Remove NotImplemented handling from the ufunc machinery (almost) #5864

njsmith · 2015-05-10T20:16:17Z

We've long had consensus that returning NotImplemented from ufuncs was a bad and ugly hack, since it violates layering -- NotImplemented is the responsibility of __op__ methods, not ufuncs. And one of the things that came out of the discussion in gh-5844 is that the NotImplemented handling inside the ufunc machinery was actually mostly useless and broken (see the first post on that report for analysis).

Of course, it turns out it's not quite that simple -- there were some places, esp. in the trainwreck that is array_richcompare, which were depending on the current behavior.

This patch series fixes the main pieces of code that used to rely on this behavior, and then removes as much of the NotImplemented handling as it can.
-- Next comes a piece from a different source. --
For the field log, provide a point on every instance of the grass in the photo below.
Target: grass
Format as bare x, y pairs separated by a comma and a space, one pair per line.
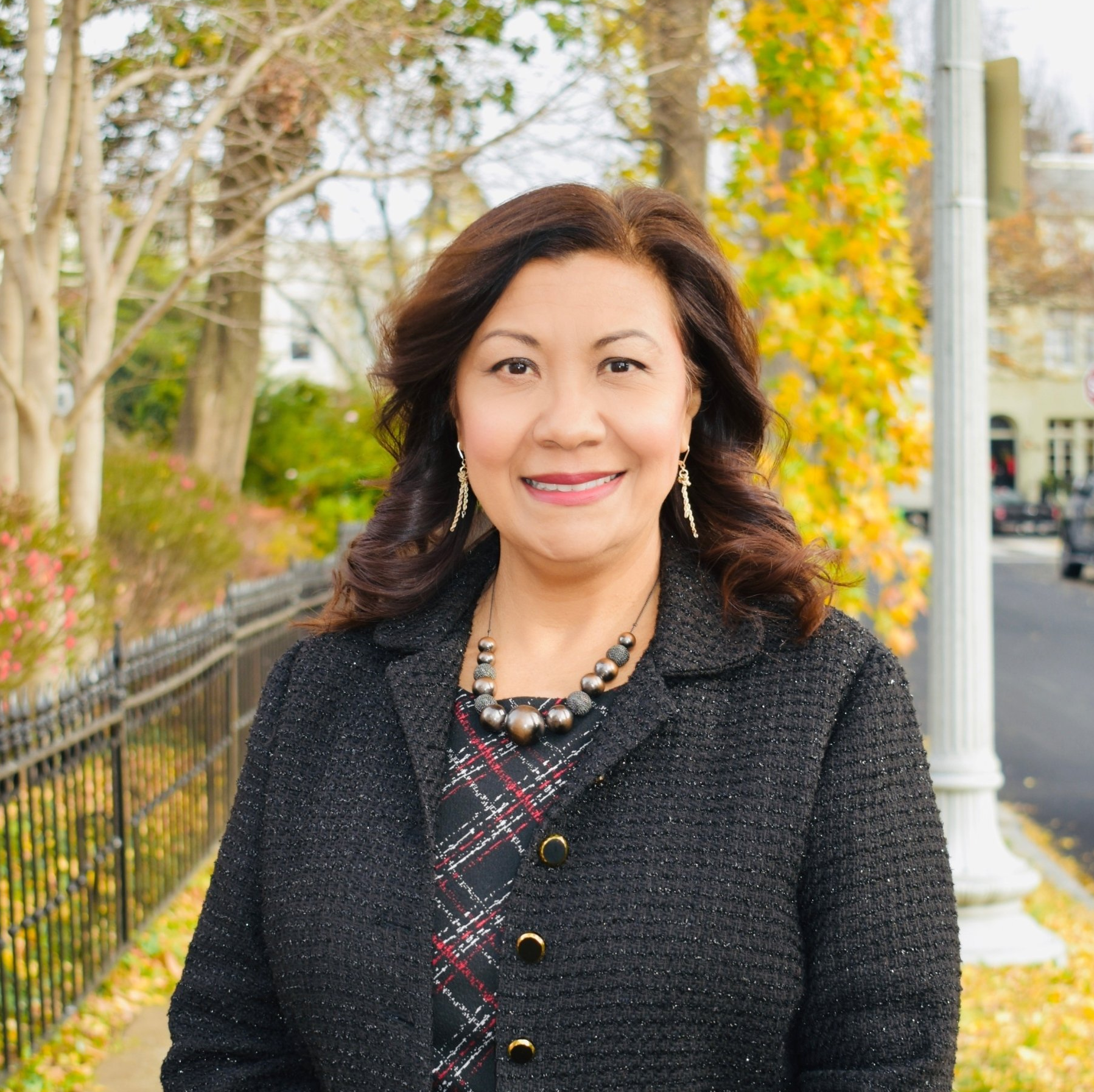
1022, 1029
And for what isn't removed, it adds deprecation or future warnings.

In particular, there are a bunch of cases where array_richcompare returns bad and wrong results, like where you can compare two arrays (which should produce a boolean array), some failure occurs, and then the error gets thrown away and we end up returning a boolean scalar. Some of these were deprecated in 9b8f6c7, but this deprecates the rest. Probably the most controversial part of this is that this patch deprecates scalar ordering comparisons between unlike types, like np.float64(1) < "foo", which are already an error on py3 but have traditionally returned some semi-arbitrary value on py2. To convince you that this is broken and we should stop supporting it, check this out:

# Note: the name of this class affects the results below
In [1]: class quux(object):
   ...:     pass
   ...: 

In [2]: q = quux()

In [3]: np.string_("foo") < q
Out[3]: True

In [4]: np.asarray(np.string_("foo")) < q
Out[4]: False

For a full analysis of how we handle all the legacy comparison cases, see the long comment that starts here:

numpy/numpy/core/src/umath/ufunc_object.c

Line 867 in 19b829a

if (any_flexible && !any_flexible_userloops && !any_object) {

NB this PR is probably easier to review if you read the commits one at a time in order, instead of jumping straight to the big diff.

njsmith · 2015-05-11T01:23:32Z

Added release notes.

mhvk · 2015-05-11T16:01:35Z

@njsmith - I looked at most commits (though void comparison is beyond me), and like the general idea. One small worry: with your pre-ufunc testing, I think the regular numeric cases are slowed down more than they are now. Though from a quick look, e.g., PyArray_ISSTRING would seem to be a pretty fast function, so probably this is not an issue. However, I don't understand the C code well enough to be sure, so thought I would mention it.

mhvk · 2015-05-11T16:12:48Z

More importantly: Are you sure about what == and != should do? I thought the python rule was that == always returns False if the objects cannot be compared with each other. Implicit in returning a full array of False would seem to be that an actual comparison is done for each element. In this indeed intended? It implies things that seem odd to me; e.g., should one expect that:

np.arange(3) == [0., 'bla', 2.]
# -> array([ True, False,  True], dtype=bool)

(i.e., just as what would happen if I compared with [0., 3., 2.]).

Of course, while this is different from current behaviour and thus breaks backward compatibility, it is internally consistent, and the present deprecation warnings suggest it was discussed before. If so, no problem. But if the above would not be expected future behaviour, then maybe fcous this PR just on the removal of improper usage of NotImplemented inside ufuncs, leaving the updated warnings/deprecations for a different PR?

… case The ndarray richcompare function has a special case for handling string dtypes (which currently cannot be handled by ufuncs). Traditionally this was handled by the ufuncs returning NotImplemented, and then falling through to a special case. By moving the special case to the top of the richcompare function, it becomes unnecessary for the ufuncs to return NotImplemented in this case.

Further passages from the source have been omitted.